Communications

Computer Science > Communications > Network Services Infrastructure > ALMI

ALMI: Application-Level Middleware Infrastructure


ALMI is motivated by the need to support group communication among small groups of hosts without reliance on IP multicasting. A significant number of multicast applications involve small group sizes; several tens or less than 100. Such applications include videoconferrencing, multiparty games, private chat rooms, web cache replication and database/directory replication. For such small and possibly sparse groups, the benefits offered by IP multicast in terms of bandwidth efficiency and scalability are minimal and can be outweighed by the control complexity associated with group set-up and maintenance.

In this work we propose the use of application level multicast to alleviate some of the limitations of the IP multicast model and to provide the benefits of group communication even in the absence of network infrastructure support. ALMI offers accelerated deployment, simplified configuration and better access control at the cost of relatively small traffic load overhead. It also allows more flexibility in plug-in modules such as transcoding, error recovery, flow control and security in an application specific way.

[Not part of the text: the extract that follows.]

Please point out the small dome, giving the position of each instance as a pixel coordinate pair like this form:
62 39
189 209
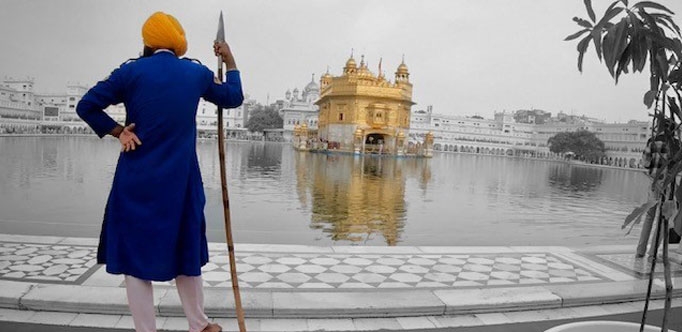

In our scheme, participants of a multicast session are connected via a virtual multicast tree, i.e. a tree that consists of unicast connections between end hosts. The tree is formed as a Minimum Spanning Tree (MST), where the cost of each link is an application specific metric. We have implemented ALMI as a java based middleware package and conducted initial performance experiments on a LAN. We plan to conduct experiments in a WAN environment and to compare the cost of ALMI with IP multicast.